Many companies are in the process of evaluating Hadoop—not just for big data analytics, but for a more cost-effective and scalable storage option than traditional data warehouses. But according to industry experts, the transition isn’t always easy.
“People underestimate the effort and complexity of porting data to Hadoop,” says Murthy Mathiprakasam, principal product marketing manager for Informatica, a leading provider of data integration software. “Hadoop is so new, not everyone understands how to use it effectively. And many try to move data manually, writing their own scripts and schema, which is time consuming and can be error prone.”
To port data into Hadoop, it must first be collected and processed. And even after it has been moved, the data still requires a level of refinement. Get one of these steps wrong, and there can be undesired ripple effects. Bugs can emerge. There can be inconsistencies with the data. Or worse yet, business decisions can be made based on incomplete information and inaccurate assumptions.
Facilitating gradual transitions
Fortunately, data virtualization and automation software can help ease Hadoop transitions.
“These things don’t happen overnight,” Mathiprakasam explains. “Automation software reduces the time and risk of porting the data from one place to the next. And virtualization enables the data to remain accessible during the transition, no matter where it is or where it will reside.”
He points to the combination of Cisco® Data Virtualization, Informatica Big Data Edition, and the Intel® Xeon® processor-based Cisco Unified Computing System™ (Cisco UCS®) as an ideal platform for offloading processing and storage from data warehouses to Hadoop.

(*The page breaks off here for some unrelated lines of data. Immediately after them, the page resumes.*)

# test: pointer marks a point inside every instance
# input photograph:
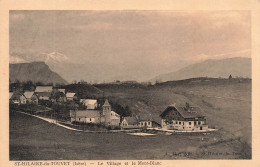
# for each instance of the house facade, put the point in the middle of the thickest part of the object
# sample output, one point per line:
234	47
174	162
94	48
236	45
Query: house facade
104	116
17	98
91	104
43	89
71	96
31	98
183	118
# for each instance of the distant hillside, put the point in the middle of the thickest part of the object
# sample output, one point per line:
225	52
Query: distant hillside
35	72
237	67
84	90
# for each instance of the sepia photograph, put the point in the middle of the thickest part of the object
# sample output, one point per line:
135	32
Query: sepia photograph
130	85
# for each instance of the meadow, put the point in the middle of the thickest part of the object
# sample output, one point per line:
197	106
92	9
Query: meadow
226	103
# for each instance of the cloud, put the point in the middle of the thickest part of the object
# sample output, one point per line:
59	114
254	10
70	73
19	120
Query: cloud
201	57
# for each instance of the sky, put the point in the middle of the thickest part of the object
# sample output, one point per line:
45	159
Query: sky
147	42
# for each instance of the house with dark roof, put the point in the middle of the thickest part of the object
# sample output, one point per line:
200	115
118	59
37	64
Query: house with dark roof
138	122
183	118
71	96
43	89
44	95
31	97
91	104
130	122
104	116
17	98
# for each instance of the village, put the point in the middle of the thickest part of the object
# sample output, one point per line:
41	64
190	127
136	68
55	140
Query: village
70	109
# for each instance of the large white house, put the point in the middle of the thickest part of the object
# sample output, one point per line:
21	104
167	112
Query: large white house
91	104
183	118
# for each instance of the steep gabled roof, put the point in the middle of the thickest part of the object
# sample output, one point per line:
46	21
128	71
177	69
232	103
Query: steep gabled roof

Informatica Big Data Edition enables companies to run data transformation and data quality processes using a simple, visual development environment on Hadoop clusters installed on Cisco UCS servers. And the distributed data environments can be federated using Cisco Data Virtualization to provide business intelligence and analytics with a single point of access to all data.
“Hadoop is efficient and it’s inexpensive,” says Mathiprakasam. “But it isn’t easy or simple. It’s complex. The combination of Cisco Data Virtualization, Informatica software, and Cisco UCS can greatly reduce the time, effort, and risk of putting your data into a Hadoop cluster.”